Choosing anything equine is never an easy task. That is due to two factors; the first one is that, the context just is not one of those well known, or commonly known facts. The second factor is how although you may know what you wanted, getting exactly them and them only can be a hard task due to the lack of the availability of the supplies. In the end of the day, none of these excuses can be accepted for ending up with poor solutions.

However, it is quite easy to find plastic, steel or even aluminium horseshoes in counties where horses are quite easy to be found. But whilst there are many factors to consider about this context in terms of the perspective of the creature and the nature of the lifestyle it lives, the comparison between these 3 materials can be made solely based on their characteristics – that is what we are going to do.

Steel is a derivation of iron. The reason why iron as a material is no longer being used in the manufacture of horse shoes is due to the quicker rusting and the easy septic conditions that they can inflict. Hence, the role of the steel in replacement to the typical raw iron has been a solace for a long time. But there is a downside of it – the weight.

We all know how iron weighs considerably generally. Given steel is an alloy of iron combined with copper, that weight more or les remains in the same spectrum. Hence, although it may give a massive strength to the sole of the horse, the creature’s legs will definitely feel heavier. However, steel can be replaced, when it comes to the context of race horses.

This is where aluminum comes into play. Being a soft P-block element in the periodic table, the materialistic qualities have helped a number of industries to take off the weight and the rusting factor off, which was hard to reach with iron. This is the exact reason why aluminum made horse shoes definitely take a very much added liking in the community. However, although the weight factor will be suppressed, the strength will not be as much as the steel ones; given that all the dimensions and other characteristics of the shoe remains the same.

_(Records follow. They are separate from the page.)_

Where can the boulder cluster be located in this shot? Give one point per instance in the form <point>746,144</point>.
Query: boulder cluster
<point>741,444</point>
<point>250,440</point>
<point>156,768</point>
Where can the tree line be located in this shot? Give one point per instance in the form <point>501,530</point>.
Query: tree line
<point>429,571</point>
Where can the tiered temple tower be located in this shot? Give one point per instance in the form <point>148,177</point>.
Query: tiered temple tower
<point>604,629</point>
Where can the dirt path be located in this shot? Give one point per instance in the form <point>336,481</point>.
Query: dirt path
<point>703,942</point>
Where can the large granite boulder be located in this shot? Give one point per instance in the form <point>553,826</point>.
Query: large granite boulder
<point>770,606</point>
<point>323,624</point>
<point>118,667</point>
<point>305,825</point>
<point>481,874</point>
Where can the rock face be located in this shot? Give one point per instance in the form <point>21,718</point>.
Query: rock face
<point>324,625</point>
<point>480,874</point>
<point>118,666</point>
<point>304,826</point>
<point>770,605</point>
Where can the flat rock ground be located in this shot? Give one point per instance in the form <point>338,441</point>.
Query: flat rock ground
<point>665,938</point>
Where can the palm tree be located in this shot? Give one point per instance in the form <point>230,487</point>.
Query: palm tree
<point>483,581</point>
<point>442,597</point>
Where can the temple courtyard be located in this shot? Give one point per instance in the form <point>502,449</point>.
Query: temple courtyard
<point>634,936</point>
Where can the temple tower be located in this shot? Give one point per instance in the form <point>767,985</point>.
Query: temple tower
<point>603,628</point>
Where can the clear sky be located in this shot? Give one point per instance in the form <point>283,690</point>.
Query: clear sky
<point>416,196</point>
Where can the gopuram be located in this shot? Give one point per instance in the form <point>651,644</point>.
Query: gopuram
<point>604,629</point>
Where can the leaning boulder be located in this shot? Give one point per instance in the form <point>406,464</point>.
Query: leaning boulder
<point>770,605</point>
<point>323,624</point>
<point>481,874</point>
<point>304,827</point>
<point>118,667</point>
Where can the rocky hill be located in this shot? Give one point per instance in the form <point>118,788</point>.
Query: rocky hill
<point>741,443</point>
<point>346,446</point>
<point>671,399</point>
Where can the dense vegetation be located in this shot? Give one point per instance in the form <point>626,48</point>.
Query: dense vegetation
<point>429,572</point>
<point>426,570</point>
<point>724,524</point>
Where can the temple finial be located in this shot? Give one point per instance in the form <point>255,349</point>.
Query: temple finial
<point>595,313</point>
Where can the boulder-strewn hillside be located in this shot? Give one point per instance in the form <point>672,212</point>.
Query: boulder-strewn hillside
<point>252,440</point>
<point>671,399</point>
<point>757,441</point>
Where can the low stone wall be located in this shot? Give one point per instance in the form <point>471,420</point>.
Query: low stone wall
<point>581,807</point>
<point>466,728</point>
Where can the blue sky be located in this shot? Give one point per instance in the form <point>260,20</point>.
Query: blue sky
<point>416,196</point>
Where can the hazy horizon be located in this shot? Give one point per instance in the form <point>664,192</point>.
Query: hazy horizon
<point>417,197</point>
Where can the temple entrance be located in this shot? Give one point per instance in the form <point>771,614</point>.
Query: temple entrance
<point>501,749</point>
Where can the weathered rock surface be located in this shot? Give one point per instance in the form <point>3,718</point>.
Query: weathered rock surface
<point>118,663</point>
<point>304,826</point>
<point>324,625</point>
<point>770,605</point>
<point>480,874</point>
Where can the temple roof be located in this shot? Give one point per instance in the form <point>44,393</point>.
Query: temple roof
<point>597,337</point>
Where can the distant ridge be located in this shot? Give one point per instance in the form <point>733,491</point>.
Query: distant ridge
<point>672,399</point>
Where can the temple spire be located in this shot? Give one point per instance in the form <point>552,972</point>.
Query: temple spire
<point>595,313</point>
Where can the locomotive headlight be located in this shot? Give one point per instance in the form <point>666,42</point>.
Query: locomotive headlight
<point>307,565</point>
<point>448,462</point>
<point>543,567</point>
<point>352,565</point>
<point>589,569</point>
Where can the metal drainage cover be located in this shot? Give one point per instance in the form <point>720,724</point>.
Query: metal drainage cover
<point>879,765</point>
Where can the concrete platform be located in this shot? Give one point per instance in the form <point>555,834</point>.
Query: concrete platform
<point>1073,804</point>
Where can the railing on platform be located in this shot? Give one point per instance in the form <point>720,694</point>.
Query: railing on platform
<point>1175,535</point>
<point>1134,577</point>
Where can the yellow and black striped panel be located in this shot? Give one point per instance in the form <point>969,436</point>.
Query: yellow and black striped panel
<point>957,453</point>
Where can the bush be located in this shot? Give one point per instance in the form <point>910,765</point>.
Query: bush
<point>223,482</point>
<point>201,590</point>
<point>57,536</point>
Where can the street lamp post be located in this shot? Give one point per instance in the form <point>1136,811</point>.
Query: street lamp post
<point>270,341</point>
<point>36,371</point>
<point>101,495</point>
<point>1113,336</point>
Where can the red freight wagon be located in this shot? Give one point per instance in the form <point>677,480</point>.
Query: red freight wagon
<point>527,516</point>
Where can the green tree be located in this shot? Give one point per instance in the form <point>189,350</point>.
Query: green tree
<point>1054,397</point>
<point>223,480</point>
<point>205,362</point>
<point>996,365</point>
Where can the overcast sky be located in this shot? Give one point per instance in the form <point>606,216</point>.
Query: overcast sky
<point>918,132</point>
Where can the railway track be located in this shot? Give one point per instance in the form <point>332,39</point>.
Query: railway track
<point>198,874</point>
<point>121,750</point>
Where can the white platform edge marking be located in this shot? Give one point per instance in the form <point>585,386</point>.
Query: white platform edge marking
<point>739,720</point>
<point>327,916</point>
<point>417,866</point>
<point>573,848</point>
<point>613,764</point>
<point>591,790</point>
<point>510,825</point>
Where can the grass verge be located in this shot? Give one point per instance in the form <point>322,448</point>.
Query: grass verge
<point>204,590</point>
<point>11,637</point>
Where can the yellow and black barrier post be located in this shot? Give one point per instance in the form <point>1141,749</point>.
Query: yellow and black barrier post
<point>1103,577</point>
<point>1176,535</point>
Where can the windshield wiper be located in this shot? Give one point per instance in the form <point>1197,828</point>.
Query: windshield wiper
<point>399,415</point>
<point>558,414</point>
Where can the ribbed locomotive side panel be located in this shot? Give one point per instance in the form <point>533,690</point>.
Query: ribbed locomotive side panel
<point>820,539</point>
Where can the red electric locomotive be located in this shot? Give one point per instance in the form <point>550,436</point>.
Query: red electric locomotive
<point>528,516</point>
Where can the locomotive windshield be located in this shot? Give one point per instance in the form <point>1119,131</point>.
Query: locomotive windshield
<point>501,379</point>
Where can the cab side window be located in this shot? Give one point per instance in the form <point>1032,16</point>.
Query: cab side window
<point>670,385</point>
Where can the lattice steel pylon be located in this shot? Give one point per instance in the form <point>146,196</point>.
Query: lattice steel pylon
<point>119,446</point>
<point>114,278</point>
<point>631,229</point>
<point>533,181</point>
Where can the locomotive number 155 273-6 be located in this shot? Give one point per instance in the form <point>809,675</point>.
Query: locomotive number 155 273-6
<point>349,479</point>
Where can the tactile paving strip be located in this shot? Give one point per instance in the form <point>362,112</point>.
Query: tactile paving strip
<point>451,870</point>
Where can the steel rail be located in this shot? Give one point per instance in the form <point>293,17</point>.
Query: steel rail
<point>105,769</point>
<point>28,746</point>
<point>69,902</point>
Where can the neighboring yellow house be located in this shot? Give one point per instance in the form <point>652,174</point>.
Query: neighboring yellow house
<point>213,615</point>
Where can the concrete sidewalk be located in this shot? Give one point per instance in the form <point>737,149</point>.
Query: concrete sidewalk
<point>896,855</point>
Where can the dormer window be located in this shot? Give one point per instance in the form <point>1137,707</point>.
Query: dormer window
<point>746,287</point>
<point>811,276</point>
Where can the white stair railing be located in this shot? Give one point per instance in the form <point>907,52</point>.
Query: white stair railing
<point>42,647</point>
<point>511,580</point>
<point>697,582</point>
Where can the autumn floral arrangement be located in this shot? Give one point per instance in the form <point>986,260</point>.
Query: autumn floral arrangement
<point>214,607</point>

Plastic is one of the materials that is considered non-metallic materials, of course. But are they truly strong and resilient enough to act the part of a horse shoe? You need to remember that your definitions of plastic may never apply in this context, given how the treated and specifically engineered plastic materials are commonly used for horse shoe making in the present.

Now that you know all about the context, you should be able to make a more suitable decision. In the end of the day, your horse/s will be quite delighted that you know how to make a great selection, that suits them and them only.